エピローグ
――レリウスさまと寝室に缶詰になって四日目の夜。
真っ白なシーツの上で、白銀の髪がサラリと舞う。
「……ぁ、ああっ!」
わたしはレリウスさまの体の下であえかな喘ぎを漏らしながら、もう幾度目ともわからぬ高みへと昇りつめる。
「なんて綺麗なんだ。……さぁ、ルーナ。俺にもっと美しく乱れた君を見せてくれ」
荒い呼吸を繰り返すわたしを、レリウスさまはそれはそれは愛おしそうに見つめ、再びゆっくりと律動を再開させる。
「あっ!? 待って……! わたし、もうっ」
「なに、恥ずかしがることはない。……愛しているよ、ルーナ」
あ、あり得ない。人間同士なのに、こんなに意思の疎通が図れないの、なんでなのーーーーっっ!
「違っ、ほんとにこれ以上はもう……っ」
わたしは目に涙を滲ませて、息も絶え絶えに訴える。すると、見るに見かねたのだろうか。わたしの悲愴な訴えに、空で輝くお月さまが応えてくれた。
ピカンとひとつ光ったと思ったら、わたしの体の中で月の力が膨らんで――。
ぽぽんっ!
《ふみゃっっ(ほんとにこれ以上は、無理ぃ~っっ!)》
わたしは月の手助けによって夜明けを待たずしてネコに変化し、寝室を脱走した。
「なっ!? ルーナ、待ってくれ……!!」
《ふみゃ~っ(いやぁ、レリウスさまのバカ~っ! 変態さんっ!)》
素っ裸で追いかけてくるレリウスさまを撒き、わたしは例の生垣の下の窪みに逃げ込んだ。
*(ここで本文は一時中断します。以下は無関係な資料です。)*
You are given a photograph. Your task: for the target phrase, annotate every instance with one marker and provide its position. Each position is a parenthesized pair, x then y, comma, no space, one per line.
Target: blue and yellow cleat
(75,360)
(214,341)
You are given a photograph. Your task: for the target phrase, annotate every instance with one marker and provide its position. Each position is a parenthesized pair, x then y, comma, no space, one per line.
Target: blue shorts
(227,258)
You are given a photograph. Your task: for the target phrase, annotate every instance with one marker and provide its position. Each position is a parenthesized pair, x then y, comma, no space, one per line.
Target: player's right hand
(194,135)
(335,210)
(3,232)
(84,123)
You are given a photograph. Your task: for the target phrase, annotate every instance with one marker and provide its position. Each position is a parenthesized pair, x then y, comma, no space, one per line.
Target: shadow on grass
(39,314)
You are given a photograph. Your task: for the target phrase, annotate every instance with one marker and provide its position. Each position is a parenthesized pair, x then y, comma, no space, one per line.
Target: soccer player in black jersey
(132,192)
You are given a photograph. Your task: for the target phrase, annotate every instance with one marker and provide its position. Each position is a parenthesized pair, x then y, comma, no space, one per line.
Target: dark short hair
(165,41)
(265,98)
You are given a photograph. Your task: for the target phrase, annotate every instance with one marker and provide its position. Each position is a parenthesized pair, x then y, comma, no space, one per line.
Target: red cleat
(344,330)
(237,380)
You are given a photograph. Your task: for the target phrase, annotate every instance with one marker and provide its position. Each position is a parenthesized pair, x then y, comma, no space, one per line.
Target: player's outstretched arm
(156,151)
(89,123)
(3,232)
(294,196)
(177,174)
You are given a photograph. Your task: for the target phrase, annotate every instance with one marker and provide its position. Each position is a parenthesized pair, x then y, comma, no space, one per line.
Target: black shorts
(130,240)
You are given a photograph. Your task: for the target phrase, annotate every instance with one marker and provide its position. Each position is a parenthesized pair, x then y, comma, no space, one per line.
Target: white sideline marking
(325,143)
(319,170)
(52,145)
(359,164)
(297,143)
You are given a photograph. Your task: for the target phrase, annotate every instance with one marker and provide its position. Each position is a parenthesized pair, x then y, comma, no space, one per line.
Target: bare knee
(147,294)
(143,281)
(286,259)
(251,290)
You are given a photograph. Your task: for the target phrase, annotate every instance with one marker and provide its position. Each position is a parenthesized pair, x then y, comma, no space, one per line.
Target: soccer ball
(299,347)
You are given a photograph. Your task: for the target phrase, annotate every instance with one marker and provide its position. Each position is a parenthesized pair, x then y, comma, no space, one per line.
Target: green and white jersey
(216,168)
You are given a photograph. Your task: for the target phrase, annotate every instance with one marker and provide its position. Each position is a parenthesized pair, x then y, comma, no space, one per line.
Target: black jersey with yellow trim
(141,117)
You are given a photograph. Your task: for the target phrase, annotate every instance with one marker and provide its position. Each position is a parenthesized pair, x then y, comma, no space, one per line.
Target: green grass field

ブランケットなしでどうしようかと思ったら、ラッキーなことにレリウスさまに返しそびれていた上着があった。
……ラッキー! これに包まって眠れるね!
えぇっと。板っぱを引き寄せて、出入り口も塞いでと……ぐぅ。。。
こうしてわたしはネコの姿でひとり、久方ぶりの惰眠を貪ったのだった。
ちなみに、幸か不幸かわたしはこの日の変化を切欠にコツを掴み、昼夜関係なく変身する術を体得した。
そうして王様からゲットした戸籍でレリウスさまの奥様になって、昼は人型で、夜はネコになって悠々自適にのんびりゆったり、幸せに暮らすのでした――ん?
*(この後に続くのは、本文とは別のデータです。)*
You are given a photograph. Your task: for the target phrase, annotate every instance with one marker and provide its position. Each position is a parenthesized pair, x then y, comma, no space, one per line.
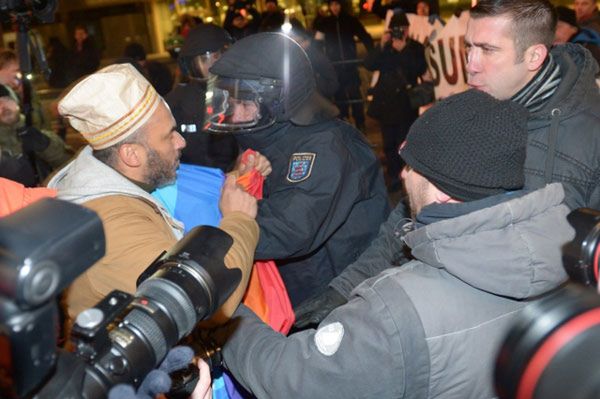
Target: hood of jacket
(578,85)
(512,249)
(86,178)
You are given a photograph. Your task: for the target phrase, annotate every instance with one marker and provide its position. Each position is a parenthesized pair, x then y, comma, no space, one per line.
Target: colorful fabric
(193,199)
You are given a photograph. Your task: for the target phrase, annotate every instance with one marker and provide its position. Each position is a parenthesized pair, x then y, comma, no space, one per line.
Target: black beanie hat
(470,145)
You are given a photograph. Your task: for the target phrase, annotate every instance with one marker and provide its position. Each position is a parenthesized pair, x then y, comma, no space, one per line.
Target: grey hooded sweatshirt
(86,178)
(427,329)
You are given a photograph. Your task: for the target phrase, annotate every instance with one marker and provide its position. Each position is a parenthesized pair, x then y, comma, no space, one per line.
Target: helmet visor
(234,105)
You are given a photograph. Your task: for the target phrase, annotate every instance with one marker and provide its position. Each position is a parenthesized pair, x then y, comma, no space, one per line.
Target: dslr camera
(43,248)
(553,350)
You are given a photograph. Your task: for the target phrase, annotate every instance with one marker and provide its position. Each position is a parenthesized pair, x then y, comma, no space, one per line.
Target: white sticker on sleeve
(328,338)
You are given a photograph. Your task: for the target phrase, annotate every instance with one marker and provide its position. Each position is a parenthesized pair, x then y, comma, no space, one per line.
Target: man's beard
(160,172)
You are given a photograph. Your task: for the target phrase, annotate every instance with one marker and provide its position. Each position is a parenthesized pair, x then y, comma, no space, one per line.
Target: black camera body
(43,10)
(398,32)
(123,337)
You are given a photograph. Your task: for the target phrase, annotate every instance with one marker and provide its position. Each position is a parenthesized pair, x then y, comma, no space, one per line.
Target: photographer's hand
(158,380)
(312,311)
(203,389)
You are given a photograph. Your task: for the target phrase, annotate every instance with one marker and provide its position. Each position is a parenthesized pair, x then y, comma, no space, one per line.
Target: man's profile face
(417,189)
(10,75)
(493,64)
(584,8)
(163,147)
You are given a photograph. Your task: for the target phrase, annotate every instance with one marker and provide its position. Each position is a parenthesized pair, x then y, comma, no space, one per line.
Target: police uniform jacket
(323,202)
(187,105)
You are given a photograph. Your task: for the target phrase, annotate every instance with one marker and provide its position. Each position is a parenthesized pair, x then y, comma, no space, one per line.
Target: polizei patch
(300,166)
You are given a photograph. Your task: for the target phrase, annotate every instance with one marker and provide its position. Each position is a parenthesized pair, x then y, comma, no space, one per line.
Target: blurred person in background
(569,31)
(158,74)
(85,57)
(337,32)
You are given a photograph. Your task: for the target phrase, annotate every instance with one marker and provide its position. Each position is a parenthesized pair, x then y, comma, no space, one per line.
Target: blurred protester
(133,149)
(28,154)
(338,32)
(272,18)
(157,73)
(10,77)
(556,84)
(10,73)
(401,62)
(587,14)
(431,328)
(324,201)
(58,61)
(568,30)
(203,46)
(85,57)
(324,72)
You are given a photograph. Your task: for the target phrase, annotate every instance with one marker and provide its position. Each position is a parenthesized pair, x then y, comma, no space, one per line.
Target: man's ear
(132,154)
(443,198)
(535,56)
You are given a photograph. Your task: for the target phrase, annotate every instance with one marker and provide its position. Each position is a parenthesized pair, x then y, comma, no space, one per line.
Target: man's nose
(473,61)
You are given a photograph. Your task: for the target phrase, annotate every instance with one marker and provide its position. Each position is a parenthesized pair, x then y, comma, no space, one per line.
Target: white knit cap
(109,105)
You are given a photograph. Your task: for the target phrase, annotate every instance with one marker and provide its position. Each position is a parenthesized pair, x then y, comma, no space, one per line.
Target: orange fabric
(14,196)
(266,294)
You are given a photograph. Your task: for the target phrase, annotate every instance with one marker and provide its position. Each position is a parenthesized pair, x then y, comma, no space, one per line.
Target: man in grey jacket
(483,252)
(556,85)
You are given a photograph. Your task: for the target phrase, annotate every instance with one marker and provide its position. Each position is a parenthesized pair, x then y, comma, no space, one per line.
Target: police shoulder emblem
(300,166)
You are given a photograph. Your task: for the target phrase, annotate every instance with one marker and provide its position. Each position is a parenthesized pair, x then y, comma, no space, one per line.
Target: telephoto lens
(553,351)
(122,339)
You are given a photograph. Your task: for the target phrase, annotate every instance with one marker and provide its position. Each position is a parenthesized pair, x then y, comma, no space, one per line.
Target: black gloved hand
(312,311)
(33,140)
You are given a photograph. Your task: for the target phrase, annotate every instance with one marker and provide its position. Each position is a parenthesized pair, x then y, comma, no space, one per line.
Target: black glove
(33,140)
(312,311)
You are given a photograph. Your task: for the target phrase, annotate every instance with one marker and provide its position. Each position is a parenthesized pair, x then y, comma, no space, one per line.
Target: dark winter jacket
(339,43)
(567,127)
(429,329)
(84,61)
(564,136)
(323,202)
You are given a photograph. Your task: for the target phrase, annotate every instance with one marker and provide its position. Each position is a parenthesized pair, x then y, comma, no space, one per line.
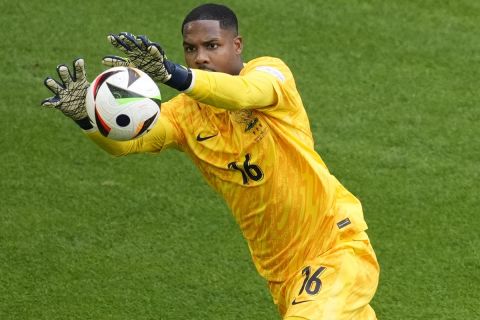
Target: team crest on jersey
(251,123)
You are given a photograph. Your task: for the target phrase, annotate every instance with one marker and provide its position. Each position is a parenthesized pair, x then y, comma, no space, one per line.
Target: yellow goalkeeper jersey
(250,137)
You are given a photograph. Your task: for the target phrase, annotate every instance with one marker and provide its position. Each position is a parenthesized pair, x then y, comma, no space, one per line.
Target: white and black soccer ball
(123,102)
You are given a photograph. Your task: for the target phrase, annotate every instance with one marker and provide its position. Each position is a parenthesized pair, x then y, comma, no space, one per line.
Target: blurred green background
(391,91)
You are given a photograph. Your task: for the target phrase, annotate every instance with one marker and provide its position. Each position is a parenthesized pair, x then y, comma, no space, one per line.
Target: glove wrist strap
(84,123)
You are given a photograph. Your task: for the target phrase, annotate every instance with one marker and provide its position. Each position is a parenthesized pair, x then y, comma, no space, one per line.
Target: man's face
(209,47)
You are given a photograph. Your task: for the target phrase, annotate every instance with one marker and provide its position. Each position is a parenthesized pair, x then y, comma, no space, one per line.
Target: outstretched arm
(69,97)
(256,89)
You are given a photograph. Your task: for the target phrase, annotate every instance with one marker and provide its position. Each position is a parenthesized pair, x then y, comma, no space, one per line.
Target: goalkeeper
(245,128)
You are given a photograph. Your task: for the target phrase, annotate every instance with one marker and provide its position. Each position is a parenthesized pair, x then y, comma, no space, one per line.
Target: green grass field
(391,88)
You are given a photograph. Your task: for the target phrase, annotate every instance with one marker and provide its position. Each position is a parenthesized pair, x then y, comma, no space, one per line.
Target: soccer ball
(123,102)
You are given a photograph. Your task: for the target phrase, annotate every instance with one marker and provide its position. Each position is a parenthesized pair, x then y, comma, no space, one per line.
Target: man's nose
(202,57)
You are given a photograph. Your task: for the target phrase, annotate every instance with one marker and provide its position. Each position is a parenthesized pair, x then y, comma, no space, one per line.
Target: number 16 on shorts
(311,283)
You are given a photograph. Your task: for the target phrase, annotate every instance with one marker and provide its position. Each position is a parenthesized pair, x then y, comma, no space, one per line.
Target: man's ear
(238,44)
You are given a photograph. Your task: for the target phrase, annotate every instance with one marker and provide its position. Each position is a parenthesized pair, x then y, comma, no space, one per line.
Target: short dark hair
(212,11)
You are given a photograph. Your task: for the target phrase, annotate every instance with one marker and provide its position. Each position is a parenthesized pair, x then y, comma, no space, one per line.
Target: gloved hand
(70,94)
(149,57)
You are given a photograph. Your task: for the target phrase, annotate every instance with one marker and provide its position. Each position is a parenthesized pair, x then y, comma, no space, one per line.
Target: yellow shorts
(337,285)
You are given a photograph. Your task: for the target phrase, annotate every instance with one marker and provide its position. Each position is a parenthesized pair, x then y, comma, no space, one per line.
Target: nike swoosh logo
(200,138)
(294,302)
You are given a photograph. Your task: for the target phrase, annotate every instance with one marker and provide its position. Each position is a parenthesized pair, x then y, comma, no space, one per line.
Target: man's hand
(70,94)
(149,57)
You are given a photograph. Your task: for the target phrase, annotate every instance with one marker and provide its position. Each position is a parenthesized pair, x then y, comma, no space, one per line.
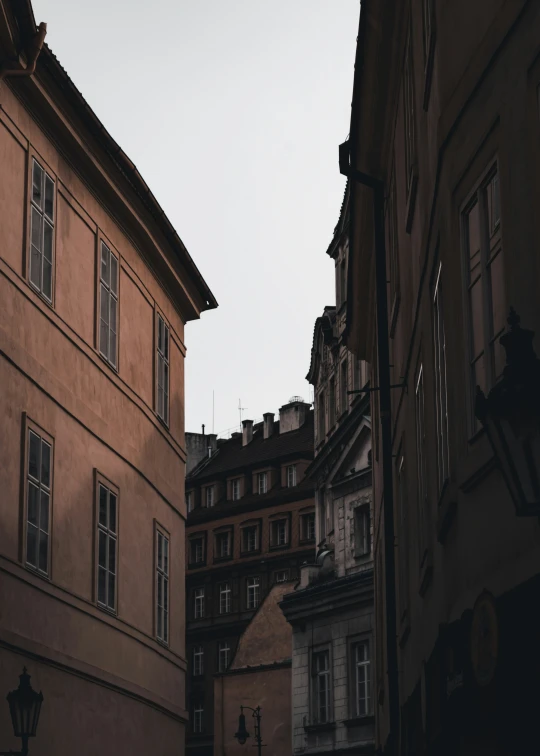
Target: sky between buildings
(232,110)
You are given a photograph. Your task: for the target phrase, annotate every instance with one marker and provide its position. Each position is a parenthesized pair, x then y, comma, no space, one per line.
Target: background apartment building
(95,290)
(331,608)
(450,127)
(251,523)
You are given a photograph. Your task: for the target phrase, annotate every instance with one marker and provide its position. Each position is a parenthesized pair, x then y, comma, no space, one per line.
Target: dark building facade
(251,524)
(444,166)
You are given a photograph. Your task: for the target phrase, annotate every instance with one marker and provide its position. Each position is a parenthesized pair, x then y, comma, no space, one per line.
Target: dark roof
(231,455)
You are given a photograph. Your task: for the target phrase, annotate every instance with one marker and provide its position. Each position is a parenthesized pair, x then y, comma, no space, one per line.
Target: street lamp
(242,735)
(510,415)
(24,707)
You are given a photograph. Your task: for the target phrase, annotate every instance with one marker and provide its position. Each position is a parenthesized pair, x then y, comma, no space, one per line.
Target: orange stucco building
(95,290)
「ぅおおおっ! ルーナ、俺が悪かった! ちゃんと程度を弁えると約束する。だから頼む! 毎日とは言わん、たまにでいいから夜も人型になってくれ!」
……ありゃりゃ。
しょうがない、たまには夜も人型になってあげますか。
ぽぽんっ!
「ルーナ――!!」
「きゃんっ」
レリウスさまにきつく抱きしめられて、わたしの熱く長い夜が始まったのだった。